Aurora Behlke smooths the frequent scene changes and augments the on stage action with cleverly improvised music, using an accordion combined with a series of percussive instruments.  However, she only has two hands, so had to rope in an unsuspecting audience member at one point, another of this production’s little details that added genuine warmth to the overall experience.

And that’s what grabbed me about this piece.  It took a while for me to realise it after we’d all dispersed into the evening but the whole thing radiated warmth and inclusivity, from the way I was welcomed at the venue, shown to the auditorium, brought into the show by the actors engagement with their audience and then thanked by the production team as I left.
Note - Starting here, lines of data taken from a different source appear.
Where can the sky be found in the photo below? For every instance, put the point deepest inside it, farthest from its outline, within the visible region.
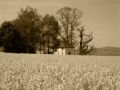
(101, 17)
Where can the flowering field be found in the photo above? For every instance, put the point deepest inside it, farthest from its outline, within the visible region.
(57, 72)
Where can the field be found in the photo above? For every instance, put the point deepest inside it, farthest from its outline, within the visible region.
(57, 72)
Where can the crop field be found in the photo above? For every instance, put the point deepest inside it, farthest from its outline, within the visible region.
(58, 72)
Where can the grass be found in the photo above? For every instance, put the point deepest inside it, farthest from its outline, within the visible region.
(58, 72)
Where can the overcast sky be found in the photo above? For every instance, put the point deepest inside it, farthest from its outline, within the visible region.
(102, 17)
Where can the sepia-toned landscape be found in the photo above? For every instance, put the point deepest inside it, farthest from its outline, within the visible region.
(59, 45)
(58, 72)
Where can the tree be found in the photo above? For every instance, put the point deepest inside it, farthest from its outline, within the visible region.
(28, 23)
(85, 39)
(50, 32)
(10, 39)
(69, 20)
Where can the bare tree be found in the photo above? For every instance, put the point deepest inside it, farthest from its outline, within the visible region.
(69, 19)
(85, 39)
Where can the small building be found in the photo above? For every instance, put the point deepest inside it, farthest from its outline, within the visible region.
(65, 49)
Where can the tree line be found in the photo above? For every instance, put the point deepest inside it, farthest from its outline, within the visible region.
(31, 31)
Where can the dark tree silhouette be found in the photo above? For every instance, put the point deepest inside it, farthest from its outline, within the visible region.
(28, 23)
(10, 39)
(69, 19)
(85, 39)
(50, 32)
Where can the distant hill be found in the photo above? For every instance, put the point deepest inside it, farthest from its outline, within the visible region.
(107, 51)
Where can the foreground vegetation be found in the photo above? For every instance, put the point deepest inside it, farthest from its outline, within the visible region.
(55, 72)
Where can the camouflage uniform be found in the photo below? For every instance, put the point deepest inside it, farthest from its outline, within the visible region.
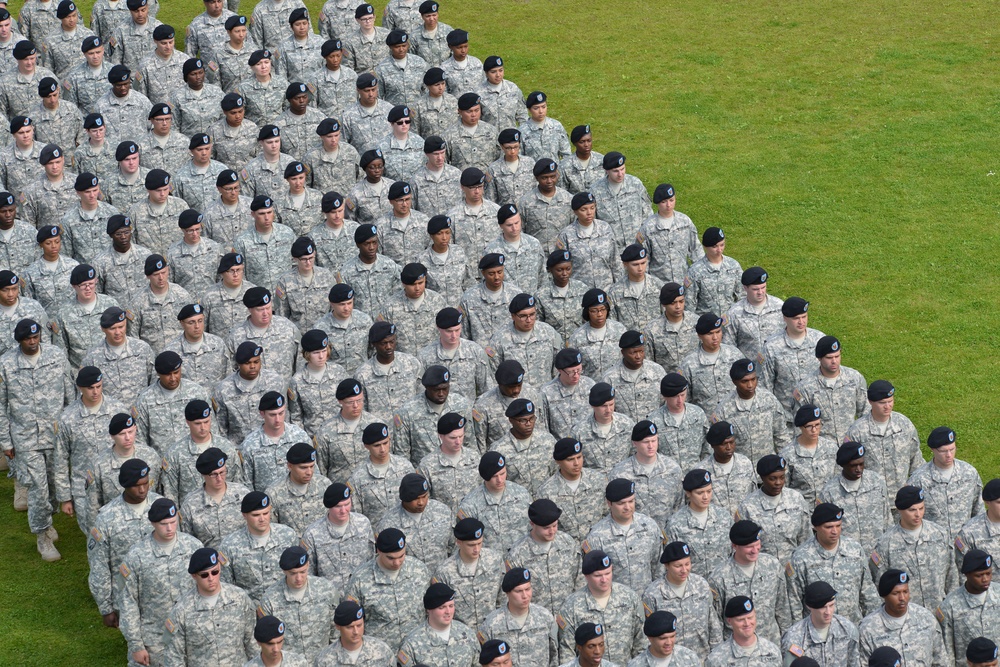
(235, 402)
(603, 452)
(199, 634)
(785, 520)
(476, 585)
(699, 627)
(759, 423)
(127, 372)
(709, 543)
(503, 517)
(209, 520)
(334, 554)
(150, 580)
(745, 328)
(844, 568)
(622, 619)
(764, 586)
(599, 347)
(392, 604)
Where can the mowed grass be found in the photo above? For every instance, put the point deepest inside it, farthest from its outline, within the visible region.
(846, 148)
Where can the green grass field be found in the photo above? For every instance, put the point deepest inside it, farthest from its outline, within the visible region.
(846, 148)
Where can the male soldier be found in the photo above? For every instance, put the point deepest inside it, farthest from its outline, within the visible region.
(473, 571)
(707, 367)
(497, 503)
(906, 627)
(119, 525)
(75, 325)
(748, 571)
(863, 496)
(237, 396)
(349, 617)
(428, 521)
(756, 316)
(340, 541)
(202, 632)
(180, 475)
(621, 614)
(890, 439)
(425, 644)
(687, 597)
(212, 510)
(194, 257)
(308, 602)
(278, 336)
(529, 627)
(127, 363)
(632, 539)
(451, 468)
(782, 513)
(754, 413)
(831, 558)
(204, 354)
(223, 302)
(744, 645)
(388, 586)
(159, 407)
(155, 321)
(151, 579)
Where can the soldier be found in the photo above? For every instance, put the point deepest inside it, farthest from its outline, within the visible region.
(864, 497)
(389, 378)
(236, 397)
(119, 525)
(660, 629)
(497, 503)
(754, 413)
(312, 390)
(349, 617)
(701, 523)
(831, 558)
(554, 556)
(194, 257)
(73, 326)
(463, 72)
(530, 628)
(392, 601)
(782, 513)
(127, 363)
(338, 439)
(451, 468)
(890, 439)
(180, 475)
(687, 597)
(707, 367)
(748, 571)
(906, 627)
(473, 571)
(745, 646)
(308, 602)
(657, 478)
(200, 633)
(621, 616)
(212, 510)
(340, 541)
(425, 644)
(604, 432)
(428, 521)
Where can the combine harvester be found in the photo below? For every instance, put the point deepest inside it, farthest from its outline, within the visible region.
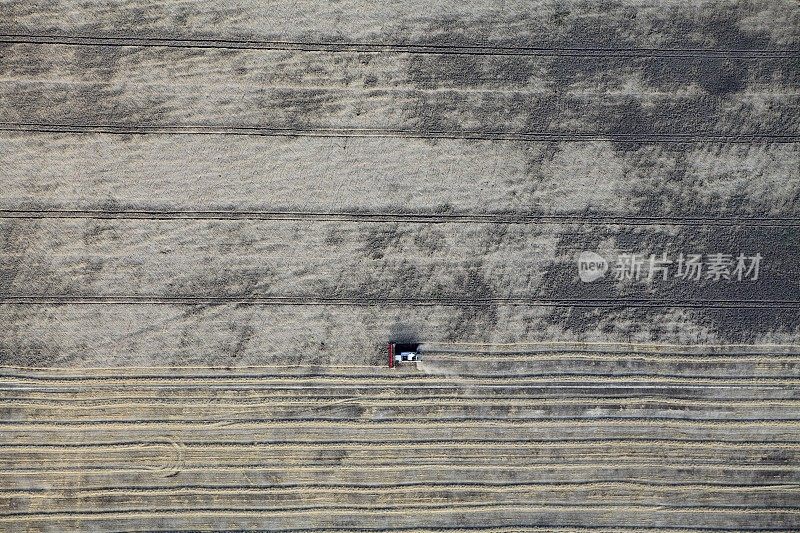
(400, 353)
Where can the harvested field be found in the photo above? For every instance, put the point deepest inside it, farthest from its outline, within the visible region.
(589, 439)
(215, 216)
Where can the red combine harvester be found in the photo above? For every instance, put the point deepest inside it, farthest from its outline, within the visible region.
(402, 353)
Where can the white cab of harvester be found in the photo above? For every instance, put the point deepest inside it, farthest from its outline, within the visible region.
(402, 353)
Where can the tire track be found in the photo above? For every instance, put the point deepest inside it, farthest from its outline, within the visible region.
(364, 47)
(400, 217)
(430, 301)
(646, 138)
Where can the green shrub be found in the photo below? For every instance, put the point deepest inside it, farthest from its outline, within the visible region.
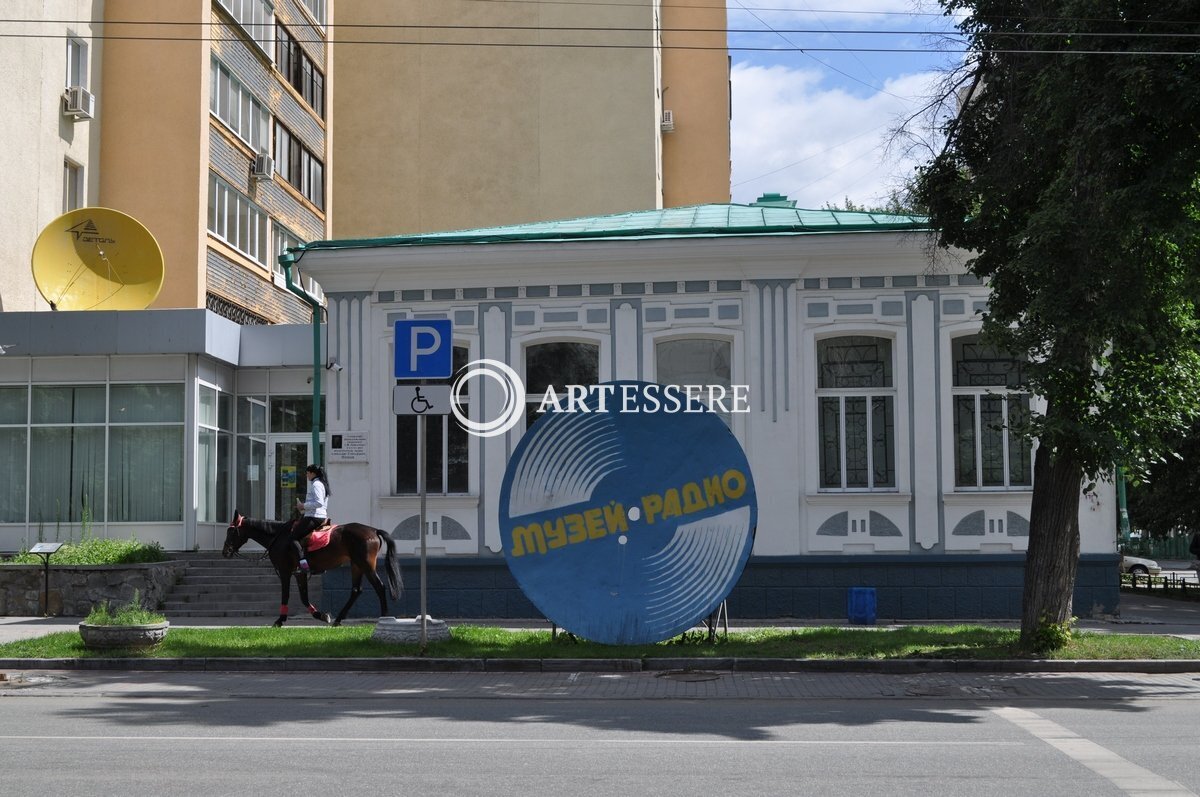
(131, 613)
(1053, 636)
(99, 551)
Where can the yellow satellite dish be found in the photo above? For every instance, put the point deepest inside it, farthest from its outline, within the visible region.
(97, 258)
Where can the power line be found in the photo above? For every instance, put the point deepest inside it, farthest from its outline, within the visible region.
(828, 66)
(910, 51)
(767, 29)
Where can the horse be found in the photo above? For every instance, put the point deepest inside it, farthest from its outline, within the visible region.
(354, 543)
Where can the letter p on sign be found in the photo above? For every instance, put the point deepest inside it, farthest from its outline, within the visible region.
(424, 349)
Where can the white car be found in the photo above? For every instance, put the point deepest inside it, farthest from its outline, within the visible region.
(1139, 565)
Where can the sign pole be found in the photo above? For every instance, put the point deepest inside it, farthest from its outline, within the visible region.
(420, 483)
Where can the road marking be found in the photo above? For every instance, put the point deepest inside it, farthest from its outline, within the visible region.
(1125, 774)
(357, 739)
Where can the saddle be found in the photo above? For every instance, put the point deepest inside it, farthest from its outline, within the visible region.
(319, 539)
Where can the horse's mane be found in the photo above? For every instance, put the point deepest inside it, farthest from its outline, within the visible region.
(271, 527)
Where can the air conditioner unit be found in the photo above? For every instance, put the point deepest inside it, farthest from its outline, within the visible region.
(263, 167)
(78, 102)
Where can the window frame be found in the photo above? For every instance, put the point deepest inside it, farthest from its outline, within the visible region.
(553, 336)
(77, 61)
(259, 28)
(869, 395)
(978, 393)
(256, 131)
(75, 193)
(220, 193)
(299, 70)
(299, 166)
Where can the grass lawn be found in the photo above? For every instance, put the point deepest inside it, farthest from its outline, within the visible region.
(485, 642)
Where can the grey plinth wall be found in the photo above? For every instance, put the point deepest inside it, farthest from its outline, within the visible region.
(909, 588)
(75, 589)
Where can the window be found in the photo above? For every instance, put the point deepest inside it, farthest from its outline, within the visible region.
(214, 450)
(77, 61)
(696, 360)
(251, 478)
(987, 408)
(295, 163)
(235, 106)
(318, 10)
(237, 220)
(294, 414)
(299, 70)
(72, 186)
(557, 364)
(145, 453)
(856, 413)
(91, 441)
(66, 456)
(447, 462)
(257, 18)
(13, 436)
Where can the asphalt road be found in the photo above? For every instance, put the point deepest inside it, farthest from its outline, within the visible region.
(599, 733)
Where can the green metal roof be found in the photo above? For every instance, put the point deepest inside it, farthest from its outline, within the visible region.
(705, 221)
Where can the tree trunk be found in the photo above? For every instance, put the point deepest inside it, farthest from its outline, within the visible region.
(1053, 557)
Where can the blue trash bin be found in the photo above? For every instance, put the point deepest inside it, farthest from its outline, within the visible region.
(861, 605)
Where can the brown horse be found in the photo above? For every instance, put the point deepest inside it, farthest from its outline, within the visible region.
(352, 543)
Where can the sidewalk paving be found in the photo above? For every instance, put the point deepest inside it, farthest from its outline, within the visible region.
(1140, 613)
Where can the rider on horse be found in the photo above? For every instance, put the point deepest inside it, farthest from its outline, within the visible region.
(316, 510)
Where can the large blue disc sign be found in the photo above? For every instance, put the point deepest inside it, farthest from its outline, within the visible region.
(628, 523)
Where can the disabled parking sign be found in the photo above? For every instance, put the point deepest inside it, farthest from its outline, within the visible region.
(628, 525)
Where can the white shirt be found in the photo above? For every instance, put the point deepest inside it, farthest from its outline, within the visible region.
(316, 504)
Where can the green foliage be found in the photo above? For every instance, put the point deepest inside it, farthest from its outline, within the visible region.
(1051, 636)
(93, 550)
(131, 613)
(900, 202)
(1073, 178)
(486, 642)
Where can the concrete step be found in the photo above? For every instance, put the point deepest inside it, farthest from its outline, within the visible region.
(220, 612)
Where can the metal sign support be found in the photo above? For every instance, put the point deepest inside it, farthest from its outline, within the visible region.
(420, 489)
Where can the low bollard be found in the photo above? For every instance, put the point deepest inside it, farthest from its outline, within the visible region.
(861, 605)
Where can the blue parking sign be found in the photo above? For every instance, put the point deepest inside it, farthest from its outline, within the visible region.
(424, 348)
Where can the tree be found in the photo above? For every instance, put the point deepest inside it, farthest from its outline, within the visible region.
(1169, 498)
(1071, 178)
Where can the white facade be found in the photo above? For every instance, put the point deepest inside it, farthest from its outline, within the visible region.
(772, 298)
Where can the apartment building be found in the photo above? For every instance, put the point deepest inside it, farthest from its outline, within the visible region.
(207, 120)
(455, 113)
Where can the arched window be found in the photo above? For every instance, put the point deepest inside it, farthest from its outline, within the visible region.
(856, 413)
(557, 364)
(697, 361)
(988, 453)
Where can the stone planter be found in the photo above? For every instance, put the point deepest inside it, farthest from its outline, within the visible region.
(123, 636)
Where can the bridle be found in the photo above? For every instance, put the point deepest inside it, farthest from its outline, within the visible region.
(231, 550)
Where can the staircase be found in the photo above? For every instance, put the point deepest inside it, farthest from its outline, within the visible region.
(217, 587)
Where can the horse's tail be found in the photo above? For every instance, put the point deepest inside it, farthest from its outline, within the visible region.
(395, 585)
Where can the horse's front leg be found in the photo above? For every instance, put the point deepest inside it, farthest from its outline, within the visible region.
(303, 582)
(285, 589)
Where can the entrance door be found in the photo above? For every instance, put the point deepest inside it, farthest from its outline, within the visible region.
(291, 457)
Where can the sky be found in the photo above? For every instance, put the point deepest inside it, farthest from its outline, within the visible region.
(815, 125)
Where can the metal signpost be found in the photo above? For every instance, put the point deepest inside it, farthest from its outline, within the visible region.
(46, 550)
(424, 351)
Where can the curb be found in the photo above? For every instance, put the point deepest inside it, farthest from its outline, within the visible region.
(415, 664)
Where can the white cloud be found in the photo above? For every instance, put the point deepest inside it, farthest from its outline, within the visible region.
(817, 143)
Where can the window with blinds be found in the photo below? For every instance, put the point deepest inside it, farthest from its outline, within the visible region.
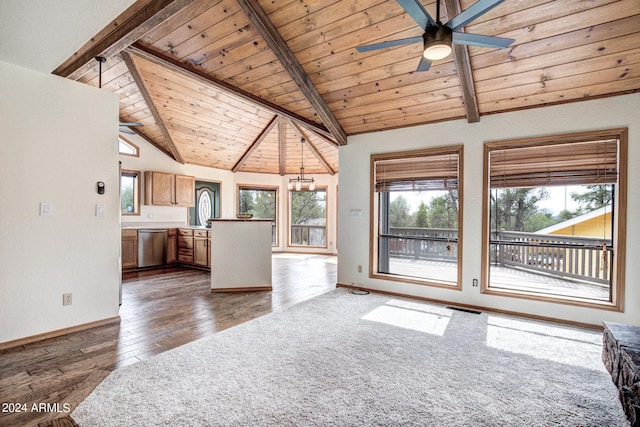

This is a very good show.  Yes, this was an interesting piece of new writing.  Yes, it was well delivered.  Yes, I appreciated the points it wanted to get across.  But it was also about creating a fun environment for everyone in the room, no matter what their background, interest in the performing arts or whether they were even interested at all.  The actors just wanted you to feel a part of it.  And I did.

But did Worm get its teeth?   Maybe you should go along and find out.